The department projects moderate future increases of general fund revenues after raising them by $744.2 million to $21.3 billion this year. Another 1.5% increase is expected in the next fiscal year and then a 4% increase in the following fiscal year bringing total revenues to $22.5 billion for the fiscal year ending June 30, 2025.
The report also noted a reduction of on average $340 million of GO debt annually over the last four years.
“Wisconsin is currently in the strongest financial position we’ve ever been,” Evers said in a statement. “This unprecedented surplus presents an unprecedented opportunity to make critical investments in Wisconsinites and the future of our state.”

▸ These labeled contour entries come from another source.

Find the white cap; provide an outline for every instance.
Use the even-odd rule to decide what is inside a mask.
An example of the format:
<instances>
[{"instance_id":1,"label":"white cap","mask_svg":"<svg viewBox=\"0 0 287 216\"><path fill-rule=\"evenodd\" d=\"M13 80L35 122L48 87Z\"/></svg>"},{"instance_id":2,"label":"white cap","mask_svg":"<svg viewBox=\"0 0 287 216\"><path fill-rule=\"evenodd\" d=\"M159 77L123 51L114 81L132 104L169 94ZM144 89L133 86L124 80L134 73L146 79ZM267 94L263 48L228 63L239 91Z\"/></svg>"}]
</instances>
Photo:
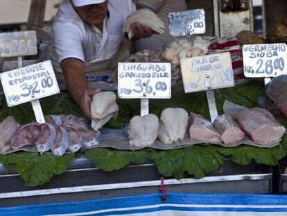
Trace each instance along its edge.
<instances>
[{"instance_id":1,"label":"white cap","mask_svg":"<svg viewBox=\"0 0 287 216\"><path fill-rule=\"evenodd\" d=\"M106 0L73 0L73 3L76 7L82 7L89 4L101 3Z\"/></svg>"}]
</instances>

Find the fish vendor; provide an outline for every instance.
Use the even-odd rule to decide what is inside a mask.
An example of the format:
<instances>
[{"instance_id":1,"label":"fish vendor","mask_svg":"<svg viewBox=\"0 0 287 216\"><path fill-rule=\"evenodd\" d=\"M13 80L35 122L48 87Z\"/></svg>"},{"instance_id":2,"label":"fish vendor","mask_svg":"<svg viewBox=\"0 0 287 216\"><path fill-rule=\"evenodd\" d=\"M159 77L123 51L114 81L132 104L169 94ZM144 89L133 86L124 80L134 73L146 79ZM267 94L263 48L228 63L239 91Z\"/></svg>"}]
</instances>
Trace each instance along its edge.
<instances>
[{"instance_id":1,"label":"fish vendor","mask_svg":"<svg viewBox=\"0 0 287 216\"><path fill-rule=\"evenodd\" d=\"M128 57L123 25L136 10L132 0L64 0L54 18L52 45L67 90L88 117L92 97L100 90L88 88L85 74L87 70L96 72L98 67L110 68ZM133 38L153 33L139 23L132 28Z\"/></svg>"}]
</instances>

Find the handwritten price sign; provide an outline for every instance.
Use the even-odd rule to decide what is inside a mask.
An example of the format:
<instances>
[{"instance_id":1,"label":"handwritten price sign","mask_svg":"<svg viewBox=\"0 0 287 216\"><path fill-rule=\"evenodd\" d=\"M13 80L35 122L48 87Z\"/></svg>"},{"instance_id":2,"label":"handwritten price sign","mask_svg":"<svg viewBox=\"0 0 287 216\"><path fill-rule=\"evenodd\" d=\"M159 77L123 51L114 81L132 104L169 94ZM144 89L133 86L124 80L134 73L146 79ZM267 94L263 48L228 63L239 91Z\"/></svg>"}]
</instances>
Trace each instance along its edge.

Lawmakers will convene early next year and Evers will propose his budget for the next biennium. Evers has asked his agency heads to submit budget requests that do not seek general revenue fund increases.
While the Democrat won a second term, Republicans retain their majority in the legislature so the bumpy road Evers has faced to date will continue. The GOP however did not gain a veto-proof majority so Evers has some control through veto powers.
Evers wants to raise education spending and cut income tax rates for individuals making less than $100,000 and $150,000 for a family and has proposed targeted property tax relief. GOP leaders have said they are open to some additional spending but want most of the surplus returned to taxpayers.
The state carries ratings of AAA from Kroll Bond Rating Agency, an Aa1 from Moody’s, and a AA-plus from Fitch and S&P.
The state routinely borrows through the year under various GO and revenue-backed programs with a new-money GO sale and master lease certificates of participation deal expected in the first quarter and a new-money transportation revenue bond issue in the second quarter, according to Capital Finance Director Aaron Heintz.